No se requiere de grandes bolsas de dinero ni de una posición política para apoyar la transformación social. Hay personas que desde la sociedad civil y casi en el anonimato han ofrecido sus talentos, capacidades y aportaciones materiales a los demás Un ejemplo de alguien que apoyó procesos de participación social desde el ángulo de la enseñanza del arte lo fue María Yolanda Rodríguez García. No obtuvo fama, ni le interesó adquirir puestos oficiales porque se tenía así misma. Jamás aspiró a homenajes ni reconocimientos, hizo lo que creyó le correspondía y eso le permitió ser una verdadera agente de cambio.
Yolanda fue una persona transparente en su pensar, y se distinguió por tener un entusiasmo a toda prueba y una maravillosa manera de comunicarse. Se reía con fuerza como se ríen los infantes y había en ella una inocencia que te hacía recordarlos. Cuando deseaba algo, lo lograba, y si había que participar en jornadas de trabajo interminables, en faenas agotadoras a las que todos rehuían, allí estaba ella con su enorme sonrisa.

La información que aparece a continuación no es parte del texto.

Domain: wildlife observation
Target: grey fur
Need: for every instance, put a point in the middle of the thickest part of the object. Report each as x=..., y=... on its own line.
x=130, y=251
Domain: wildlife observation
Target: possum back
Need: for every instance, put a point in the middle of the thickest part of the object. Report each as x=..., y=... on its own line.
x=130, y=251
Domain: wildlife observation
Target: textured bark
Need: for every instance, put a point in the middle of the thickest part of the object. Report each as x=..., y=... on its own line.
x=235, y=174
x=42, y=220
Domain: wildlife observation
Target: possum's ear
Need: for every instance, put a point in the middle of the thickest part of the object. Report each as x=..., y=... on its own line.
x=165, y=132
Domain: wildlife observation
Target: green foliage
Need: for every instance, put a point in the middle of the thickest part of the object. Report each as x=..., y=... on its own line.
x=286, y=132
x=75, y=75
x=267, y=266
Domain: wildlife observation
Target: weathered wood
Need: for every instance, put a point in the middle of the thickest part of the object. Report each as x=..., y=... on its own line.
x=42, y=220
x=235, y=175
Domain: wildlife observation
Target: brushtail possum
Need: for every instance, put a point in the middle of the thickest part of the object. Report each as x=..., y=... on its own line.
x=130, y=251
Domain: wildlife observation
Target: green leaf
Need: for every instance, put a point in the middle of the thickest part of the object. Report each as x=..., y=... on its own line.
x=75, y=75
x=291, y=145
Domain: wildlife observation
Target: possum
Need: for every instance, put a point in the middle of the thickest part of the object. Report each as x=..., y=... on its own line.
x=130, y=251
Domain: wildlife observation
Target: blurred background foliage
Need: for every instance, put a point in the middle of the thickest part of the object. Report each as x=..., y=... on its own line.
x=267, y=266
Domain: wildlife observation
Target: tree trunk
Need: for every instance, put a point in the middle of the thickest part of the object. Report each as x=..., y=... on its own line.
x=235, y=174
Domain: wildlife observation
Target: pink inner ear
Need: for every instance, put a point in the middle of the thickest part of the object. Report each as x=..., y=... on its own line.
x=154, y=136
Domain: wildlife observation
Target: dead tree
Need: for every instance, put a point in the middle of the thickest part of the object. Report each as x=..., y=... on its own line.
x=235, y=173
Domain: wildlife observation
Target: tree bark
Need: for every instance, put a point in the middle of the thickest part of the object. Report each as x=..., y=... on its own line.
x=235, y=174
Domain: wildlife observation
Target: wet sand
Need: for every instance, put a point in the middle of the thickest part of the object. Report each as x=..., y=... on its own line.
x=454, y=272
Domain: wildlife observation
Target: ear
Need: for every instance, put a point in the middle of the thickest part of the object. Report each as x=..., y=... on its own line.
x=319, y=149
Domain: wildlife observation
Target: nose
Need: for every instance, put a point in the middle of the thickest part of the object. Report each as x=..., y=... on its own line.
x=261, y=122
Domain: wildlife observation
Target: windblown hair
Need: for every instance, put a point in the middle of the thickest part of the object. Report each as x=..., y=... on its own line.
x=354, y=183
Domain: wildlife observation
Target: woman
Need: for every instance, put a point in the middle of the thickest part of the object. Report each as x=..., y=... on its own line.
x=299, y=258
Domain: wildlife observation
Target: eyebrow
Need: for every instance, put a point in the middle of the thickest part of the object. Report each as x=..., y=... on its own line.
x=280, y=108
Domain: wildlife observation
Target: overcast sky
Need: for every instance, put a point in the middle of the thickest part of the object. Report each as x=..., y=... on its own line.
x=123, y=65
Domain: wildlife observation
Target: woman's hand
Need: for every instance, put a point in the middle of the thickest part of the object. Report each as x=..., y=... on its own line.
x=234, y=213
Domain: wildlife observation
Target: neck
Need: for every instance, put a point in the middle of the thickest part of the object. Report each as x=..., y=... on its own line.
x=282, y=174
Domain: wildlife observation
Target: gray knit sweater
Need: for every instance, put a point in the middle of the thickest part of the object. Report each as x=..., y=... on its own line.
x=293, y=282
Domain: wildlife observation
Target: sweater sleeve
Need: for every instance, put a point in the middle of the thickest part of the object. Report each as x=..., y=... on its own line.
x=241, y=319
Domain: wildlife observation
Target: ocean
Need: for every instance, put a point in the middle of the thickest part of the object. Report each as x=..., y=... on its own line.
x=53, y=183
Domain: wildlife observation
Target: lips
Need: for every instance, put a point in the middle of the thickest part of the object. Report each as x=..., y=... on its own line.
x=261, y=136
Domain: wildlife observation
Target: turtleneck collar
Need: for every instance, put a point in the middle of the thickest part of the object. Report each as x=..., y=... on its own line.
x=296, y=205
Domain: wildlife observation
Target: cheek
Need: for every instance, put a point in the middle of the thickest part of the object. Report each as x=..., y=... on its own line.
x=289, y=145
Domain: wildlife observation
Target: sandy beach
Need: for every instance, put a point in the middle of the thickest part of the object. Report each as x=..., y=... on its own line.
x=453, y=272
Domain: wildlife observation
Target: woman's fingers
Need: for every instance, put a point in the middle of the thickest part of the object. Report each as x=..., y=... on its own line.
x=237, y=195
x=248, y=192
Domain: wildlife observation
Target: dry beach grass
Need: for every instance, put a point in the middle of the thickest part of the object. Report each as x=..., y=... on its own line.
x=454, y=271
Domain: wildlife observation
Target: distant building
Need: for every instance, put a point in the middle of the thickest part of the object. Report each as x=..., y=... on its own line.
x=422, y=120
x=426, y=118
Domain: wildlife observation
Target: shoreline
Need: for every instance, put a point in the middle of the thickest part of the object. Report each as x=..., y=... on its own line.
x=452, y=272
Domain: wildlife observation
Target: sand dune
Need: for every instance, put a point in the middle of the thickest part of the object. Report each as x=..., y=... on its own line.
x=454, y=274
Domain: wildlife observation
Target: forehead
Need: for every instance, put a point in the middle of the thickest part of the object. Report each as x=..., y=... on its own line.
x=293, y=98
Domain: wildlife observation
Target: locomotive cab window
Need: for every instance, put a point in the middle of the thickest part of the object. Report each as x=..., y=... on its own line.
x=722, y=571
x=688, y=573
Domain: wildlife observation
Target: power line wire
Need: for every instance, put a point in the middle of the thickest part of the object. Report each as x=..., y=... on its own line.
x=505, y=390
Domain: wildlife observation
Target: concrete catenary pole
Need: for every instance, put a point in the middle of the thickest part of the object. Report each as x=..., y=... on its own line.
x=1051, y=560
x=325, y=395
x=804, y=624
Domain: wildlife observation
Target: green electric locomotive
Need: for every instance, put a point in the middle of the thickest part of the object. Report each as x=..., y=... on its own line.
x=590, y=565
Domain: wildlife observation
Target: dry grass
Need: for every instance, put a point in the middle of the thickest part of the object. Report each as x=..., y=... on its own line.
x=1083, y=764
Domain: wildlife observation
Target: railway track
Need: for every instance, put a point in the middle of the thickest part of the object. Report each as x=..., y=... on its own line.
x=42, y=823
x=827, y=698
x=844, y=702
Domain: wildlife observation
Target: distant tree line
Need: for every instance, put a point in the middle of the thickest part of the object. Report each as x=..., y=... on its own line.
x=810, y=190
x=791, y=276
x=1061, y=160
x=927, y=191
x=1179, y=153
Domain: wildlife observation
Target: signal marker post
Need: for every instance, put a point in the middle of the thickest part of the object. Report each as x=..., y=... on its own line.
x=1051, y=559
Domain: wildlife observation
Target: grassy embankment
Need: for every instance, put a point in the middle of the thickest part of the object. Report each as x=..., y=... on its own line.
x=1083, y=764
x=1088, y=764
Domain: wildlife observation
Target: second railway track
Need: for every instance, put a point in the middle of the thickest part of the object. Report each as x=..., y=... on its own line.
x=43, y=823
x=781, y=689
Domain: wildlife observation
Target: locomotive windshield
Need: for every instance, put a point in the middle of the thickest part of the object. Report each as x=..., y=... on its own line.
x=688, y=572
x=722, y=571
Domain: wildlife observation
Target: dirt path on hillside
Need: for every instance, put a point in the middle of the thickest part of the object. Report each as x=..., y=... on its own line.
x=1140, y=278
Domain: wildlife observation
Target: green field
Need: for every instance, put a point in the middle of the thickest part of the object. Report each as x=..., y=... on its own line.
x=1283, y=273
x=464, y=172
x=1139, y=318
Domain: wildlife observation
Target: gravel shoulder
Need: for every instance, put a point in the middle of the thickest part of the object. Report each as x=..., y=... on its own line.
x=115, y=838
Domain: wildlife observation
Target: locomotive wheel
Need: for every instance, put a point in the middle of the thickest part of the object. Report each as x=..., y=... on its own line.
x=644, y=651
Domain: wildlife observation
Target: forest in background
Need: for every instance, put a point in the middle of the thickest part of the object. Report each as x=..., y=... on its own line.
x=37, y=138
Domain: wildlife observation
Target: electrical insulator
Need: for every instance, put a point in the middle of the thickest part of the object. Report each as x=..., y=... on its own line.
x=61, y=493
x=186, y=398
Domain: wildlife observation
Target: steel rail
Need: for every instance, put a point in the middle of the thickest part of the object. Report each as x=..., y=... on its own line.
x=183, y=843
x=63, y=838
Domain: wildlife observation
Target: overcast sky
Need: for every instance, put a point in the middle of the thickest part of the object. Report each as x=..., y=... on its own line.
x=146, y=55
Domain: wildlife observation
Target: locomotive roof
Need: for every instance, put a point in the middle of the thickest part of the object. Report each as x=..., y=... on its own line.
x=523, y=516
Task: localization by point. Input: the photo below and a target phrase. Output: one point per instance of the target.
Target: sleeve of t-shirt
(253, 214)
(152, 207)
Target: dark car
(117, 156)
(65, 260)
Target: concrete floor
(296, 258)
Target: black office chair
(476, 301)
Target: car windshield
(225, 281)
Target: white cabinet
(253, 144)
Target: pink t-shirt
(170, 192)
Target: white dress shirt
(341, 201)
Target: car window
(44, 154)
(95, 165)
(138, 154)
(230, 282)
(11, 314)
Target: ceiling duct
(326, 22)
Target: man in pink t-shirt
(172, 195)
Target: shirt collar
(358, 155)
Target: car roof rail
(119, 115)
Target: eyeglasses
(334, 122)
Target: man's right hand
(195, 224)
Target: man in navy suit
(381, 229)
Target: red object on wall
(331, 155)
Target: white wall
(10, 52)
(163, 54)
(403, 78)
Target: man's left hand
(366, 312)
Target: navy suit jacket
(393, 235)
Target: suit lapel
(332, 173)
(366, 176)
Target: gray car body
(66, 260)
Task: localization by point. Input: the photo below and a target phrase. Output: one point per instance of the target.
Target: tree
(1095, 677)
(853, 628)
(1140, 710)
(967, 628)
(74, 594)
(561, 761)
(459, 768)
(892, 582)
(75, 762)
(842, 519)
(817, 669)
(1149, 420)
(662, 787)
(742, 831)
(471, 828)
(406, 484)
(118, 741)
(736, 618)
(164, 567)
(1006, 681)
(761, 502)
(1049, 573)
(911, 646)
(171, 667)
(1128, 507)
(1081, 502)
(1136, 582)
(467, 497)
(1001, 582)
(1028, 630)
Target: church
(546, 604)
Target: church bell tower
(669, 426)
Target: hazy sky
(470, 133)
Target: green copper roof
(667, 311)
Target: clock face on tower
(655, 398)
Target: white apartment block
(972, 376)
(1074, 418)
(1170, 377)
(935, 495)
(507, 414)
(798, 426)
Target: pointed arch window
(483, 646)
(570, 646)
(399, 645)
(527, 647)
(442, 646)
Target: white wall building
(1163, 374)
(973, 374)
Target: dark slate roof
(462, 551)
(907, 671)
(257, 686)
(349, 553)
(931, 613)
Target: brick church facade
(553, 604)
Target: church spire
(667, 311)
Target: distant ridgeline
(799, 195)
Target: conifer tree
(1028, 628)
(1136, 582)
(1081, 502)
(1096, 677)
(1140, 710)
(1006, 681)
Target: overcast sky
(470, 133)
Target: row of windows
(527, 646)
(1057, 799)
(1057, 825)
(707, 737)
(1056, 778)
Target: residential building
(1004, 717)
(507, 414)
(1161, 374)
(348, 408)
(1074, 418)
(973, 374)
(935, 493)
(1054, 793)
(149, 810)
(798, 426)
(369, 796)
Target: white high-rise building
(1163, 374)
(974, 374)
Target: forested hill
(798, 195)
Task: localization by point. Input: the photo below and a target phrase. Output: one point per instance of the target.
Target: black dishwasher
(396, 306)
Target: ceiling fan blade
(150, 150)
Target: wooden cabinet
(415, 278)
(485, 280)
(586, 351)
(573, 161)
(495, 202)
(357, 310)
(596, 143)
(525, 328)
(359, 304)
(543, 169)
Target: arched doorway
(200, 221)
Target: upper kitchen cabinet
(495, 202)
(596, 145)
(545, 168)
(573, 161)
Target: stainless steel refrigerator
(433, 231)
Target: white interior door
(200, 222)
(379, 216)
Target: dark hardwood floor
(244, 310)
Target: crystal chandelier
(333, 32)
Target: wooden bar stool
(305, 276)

No fue fácil para una mujer nacida en 1933 luchar para ser una promotora cultural respetable porque su madre, quien tenía un apego estricto a las costumbres conservadoras de Los Ramones Nuevo León, su municipio natal, veía con malos ojos que una señorita anduviera trabajando fuera de casa. A pesar de las restricciones familiares Yolanda trabajó a favor de comunidades en condiciones de pobreza extrema llevando talleres de artes plásticas sin costo y abriéndoles nuevos horizontes a muchos niños y jóvenes a quienes trataba de manera maternal. Sin saberlo, promovía el equilibrio social que es parte sustantiva del desarrollo sustentable, a través de los bienes de la cultura.
Apoyó causas sociales donando obras pictóricas de su autoría y pidiendo a otros artistas hacer lo mismo. Como se le reconocía por su integridad moral todos confiábamos en lo que hacía, así que cuando nos solicitaba algo, le apoyábamos sin preguntarle nada.
Estuvo al frente del Taller de Experimentación de las Artes Plásticas por veinte años coordinando a un grupo de profesores que enseñaban pintura y dibujo.
Murió Yolanda fuera de México pues ya mayor casó con un estadounidense al que también convenció para trabajar enseñando artes visuales en la comunidad chicana de San Antonio Texas. Con su muerte todos morimos un poco.
La madrugada en que se marchó por increíble que parezca, sin saber que ella estaba partiendo, no pude dormir un solo minuto. Ese mismo día por la tarde, asistiendo a la Feria del Libro que organiza la Universidad Autónoma de Nuevo León y recorriendo los estantes, me encontré con un texto en cuya portada estaba la fotografía del librero y humanista Alfredo Gracia Vicente a quien dediqué mi columna hace unas semanas. Vi su contenido y allí estaba un artículo mío en el que señalaba que Yolanda era mi hermana en espíritu, pero lo que no escribí sobre ella es que fue una cómplice cultural insustituible.
En México el derecho premial casi es inexistente por ello debemos reconocer civilmente a personas que como Yolanda muestran una generosidad sin límite con su tiempo, talentos y haberes.
Si tenemos la oportunidad de tener cerca a alguien así hay que agradecer que no estamos solos en la celebración de la vida.